I would appreciate any donations. Wishlist or send e-mail type donations to maekawa AT daemon-systems.org.

Thank you.


WAPBL(9)                   Kernel Developer's Manual                  WAPBL(9)

NAME
     WAPBL, wapbl_start, wapbl_stop, wapbl_begin, wapbl_end, wapbl_flush,
     wapbl_discard, wapbl_add_buf, wapbl_remove_buf, wapbl_resize_buf,
     wapbl_register_inode, wapbl_unregister_inode,
     wapbl_register_deallocation, wapbl_jlock_assert, wapbl_junlock_assert -
     write-ahead physical block logging for file systems

SYNOPSIS
     #include <sys/wapbl.h>

     typedef void (*wapbl_flush_fn_t)(struct mount *, daddr_t *, int *, int);

     int
     wapbl_start(struct wapbl **wlp, struct mount *mp, struct vnode *devvp,
         daddr_t off, size_t count, size_t blksize, struct wapbl_replay *wr,
         wapbl_flush_fn_t flushfn, wapbl_flush_fn_t flushabortfn);

     int
     wapbl_stop(struct wapbl *wl, int force);

     int
     wapbl_begin(struct wapbl *wl, const char *file, int line);

     void
     wapbl_end(struct wapbl *wl);

     int
     wapbl_flush(struct wapbl *wl, int wait);

     void
     wapbl_discard(struct wapbl *wl);

     void
     wapbl_add_buf(struct wapbl *wl, struct buf *bp);

     void
     wapbl_remove_buf(struct wapbl *wl, struct buf *bp);

     void
     wapbl_resize_buf(struct wapbl *wl, struct buf *bp, long oldsz,
         long oldcnt);

     void
     wapbl_register_inode(struct wapbl *wl, ino_t ino, mode_t mode);

     void
     wapbl_unregister_inode(struct wapbl *wl, ino_t ino, mode_t mode);

     void
     wapbl_register_deallocation(struct wapbl *wl, daddr_t blk, int len);

     void
     wapbl_jlock_assert(struct wapbl *wl);

     void
     wapbl_junlock_assert(struct wapbl *wl);

DESCRIPTION
     WAPBL, or write-ahead physical block logging, is an abstraction for file
     systems to write physical blocks in the buffercache(9) to a bounded-size
     log first before their real destinations on disk.  The name means:

         logging         batches of writes are issued atomically via a log

         physical block  only physical blocks, not logical file system
                         operations, are stored in the log

         write-ahead     before writing a block to disk, its new content,
                         rather than its old content for roll-back, is
                         recorded in the log

     When a file system using WAPBL issues writes (as in bwrite(9) or
     bdwrite(9)), they are grouped in batches called transactions in memory,
     which are serialized to be consistent with program order before WAPBL
     submits them to disk atomically.

     Thus, within a transaction, after one write, another write need not wait
     for disk I/O, and if the system is interrupted, e.g. by a crash or by
     power failure, either both writes will appear on disk, or neither will.

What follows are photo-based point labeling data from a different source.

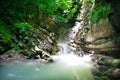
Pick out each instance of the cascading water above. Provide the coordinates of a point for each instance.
(66, 65)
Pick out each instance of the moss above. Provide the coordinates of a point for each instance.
(99, 11)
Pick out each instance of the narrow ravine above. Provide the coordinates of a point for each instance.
(66, 66)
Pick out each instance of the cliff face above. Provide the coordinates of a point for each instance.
(102, 31)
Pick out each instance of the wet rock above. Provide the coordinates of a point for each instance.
(116, 72)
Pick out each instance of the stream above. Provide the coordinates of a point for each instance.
(66, 66)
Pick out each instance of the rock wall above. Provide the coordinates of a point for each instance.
(104, 34)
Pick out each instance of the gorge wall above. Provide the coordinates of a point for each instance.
(100, 30)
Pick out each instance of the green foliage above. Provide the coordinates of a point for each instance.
(88, 1)
(99, 12)
(23, 21)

     When a transaction is full, it is written to a circular buffer on disk
     called the log.  When the transaction has been written to disk, every
     write in the transaction is submitted to disk asynchronously.  Finally,
     the file system may issue new writes via WAPBL once enough writes
     submitted to disk have completed.

     After interruption, such as a crash or power failure, some writes issued
     by the file system may not have completed.  However, the log is written
     consistently with program order and before file system writes are
     submitted to disk.  Hence a consistent program-order view of the file
     system can be attained by resubmitting the writes that were successfully
     stored in the log using wapbl_replay(9).  This may not be the same state
     just before interruption -- writes in transactions that did not reach the
     disk will be excluded.

     For a file system to use WAPBL, its VFS_MOUNT(9) method should first
     replay any journal on disk using wapbl_replay(9), and then, if the mount
     is read/write, initialize WAPBL for the mount by calling wapbl_start().
     The VFS_UNMOUNT(9) method should call wapbl_stop().

     Before issuing any buffercache(9) writes, the file system must acquire a
     shared lock on the current WAPBL transaction with wapbl_begin(), which
     may sleep until there is room in the transaction for new writes.  After
     issuing the writes, the file system must release its shared lock on the
     transaction with wapbl_end().  Either all writes issued between
     wapbl_begin() and wapbl_end() will complete, or none of them will.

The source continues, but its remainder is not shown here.